Riemann integrable

Define \[f:\left[ 0,1 \right]\to\mathbb{R}\] by \[f(x)=\begin{cases} \frac{1}{x} & 0<x\le1 \\ 0 & x=0 \end{cases}\]. Then \[\int_{0}^{1}\frac{1}{x}\,dx\] is not Riemann integrable (undefined) as \[f\] is unbounded. In fact, if we define \[P\] as endpoints, then \[\sup_{\left[ x_{0},x_{1} \right]}f=\infty\] (as \[\lim_{x\to0+}f(x)=\infty\]), it follows that \[U(f;P)\] is also not well-defined.

Similarly, \[\int_{1}^{\infty}\frac{1}{x}\,dx\] isn't Riemann integrable either as a partition of \[[1,\infty)\] into a finite number of intervals would include at least one unbounded interval, making the Riemann sum not well-defined.

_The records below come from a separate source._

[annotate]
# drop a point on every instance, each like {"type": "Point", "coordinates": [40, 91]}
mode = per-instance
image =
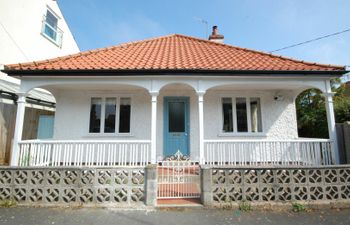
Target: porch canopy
{"type": "Point", "coordinates": [178, 63]}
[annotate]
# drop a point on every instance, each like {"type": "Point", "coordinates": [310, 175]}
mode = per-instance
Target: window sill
{"type": "Point", "coordinates": [101, 135]}
{"type": "Point", "coordinates": [53, 41]}
{"type": "Point", "coordinates": [245, 134]}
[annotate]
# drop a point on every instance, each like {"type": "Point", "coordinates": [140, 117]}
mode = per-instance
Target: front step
{"type": "Point", "coordinates": [179, 202]}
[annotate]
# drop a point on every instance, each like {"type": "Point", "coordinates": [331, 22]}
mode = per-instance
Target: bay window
{"type": "Point", "coordinates": [110, 115]}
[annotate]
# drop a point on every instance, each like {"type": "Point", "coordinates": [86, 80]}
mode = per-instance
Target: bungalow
{"type": "Point", "coordinates": [174, 97]}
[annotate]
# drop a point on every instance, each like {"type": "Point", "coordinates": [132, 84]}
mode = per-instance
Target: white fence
{"type": "Point", "coordinates": [269, 152]}
{"type": "Point", "coordinates": [84, 153]}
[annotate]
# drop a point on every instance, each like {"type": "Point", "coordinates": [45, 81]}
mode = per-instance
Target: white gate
{"type": "Point", "coordinates": [178, 178]}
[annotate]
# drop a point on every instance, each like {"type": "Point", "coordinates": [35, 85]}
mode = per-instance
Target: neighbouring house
{"type": "Point", "coordinates": [29, 31]}
{"type": "Point", "coordinates": [174, 96]}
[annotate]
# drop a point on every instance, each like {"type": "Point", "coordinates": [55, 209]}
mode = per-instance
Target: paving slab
{"type": "Point", "coordinates": [99, 216]}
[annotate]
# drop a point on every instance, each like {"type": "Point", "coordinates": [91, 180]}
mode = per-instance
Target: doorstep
{"type": "Point", "coordinates": [179, 202]}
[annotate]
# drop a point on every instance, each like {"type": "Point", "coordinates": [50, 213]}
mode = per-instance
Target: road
{"type": "Point", "coordinates": [99, 216]}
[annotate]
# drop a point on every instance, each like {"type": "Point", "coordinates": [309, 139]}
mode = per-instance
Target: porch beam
{"type": "Point", "coordinates": [21, 104]}
{"type": "Point", "coordinates": [331, 119]}
{"type": "Point", "coordinates": [154, 128]}
{"type": "Point", "coordinates": [201, 125]}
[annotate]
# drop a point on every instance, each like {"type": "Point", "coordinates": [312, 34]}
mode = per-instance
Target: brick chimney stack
{"type": "Point", "coordinates": [215, 36]}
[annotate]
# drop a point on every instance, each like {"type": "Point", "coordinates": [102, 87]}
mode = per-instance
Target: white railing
{"type": "Point", "coordinates": [84, 153]}
{"type": "Point", "coordinates": [307, 152]}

If it's partitioned into an infinite number of bounded intervals (e.g. \[I_{k}=\left[ k,k+1 \right],k\in\mathbb{N}\]), then it would give us an infinite series rather than a finite sum.

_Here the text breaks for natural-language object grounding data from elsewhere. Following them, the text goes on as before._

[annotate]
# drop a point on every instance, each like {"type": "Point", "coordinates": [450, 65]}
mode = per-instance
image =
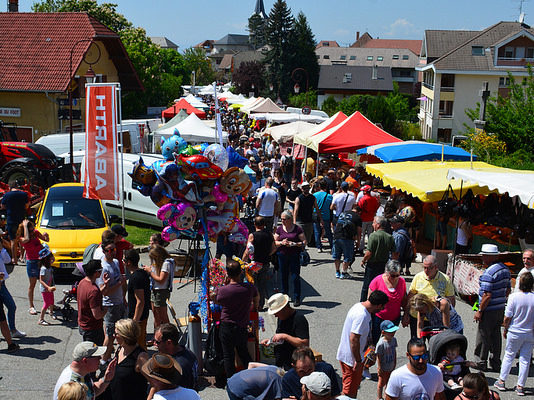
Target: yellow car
{"type": "Point", "coordinates": [71, 221]}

Now, an example of something that's Riemann integrable is \[f(x)=1\] on \[\left[ 0,1 \right]\], and \[\int_{0}^{1}1\,dx=1\]. To prove that, let \[P\] be any partition of \[\left[ 0,1 \right]\] with endpoints \[\left\{ 0,x_{1},x_{2},\dots,x_{n-1},1 \right\}\]. Since \[f\] is constant, \[M_{k}=\sup_{I_{k}}f=1\] and \[m_{k}=\inf_{I_{k}}f=1\] for \[k\in\mathbb{N}\]. Therefore, \[U(f;P)=L(f;P)=\sum_{k=1}^{n}\left( x_{k}-x_{k-1} \right)=x_{n}-x_{0}=1\]. Thus, every upper and lower sum is equal to 1, which implies that \[U(f)=\inf_{P\in\Pi}U(f;P)=1\] and \[L(f)=\sup_{P\in\Pi}L(f;P)=1\]. Since \[U(f)=L(f)\], we say that \[\int_{0}^{1}1\,dx\] is Riemann integrable.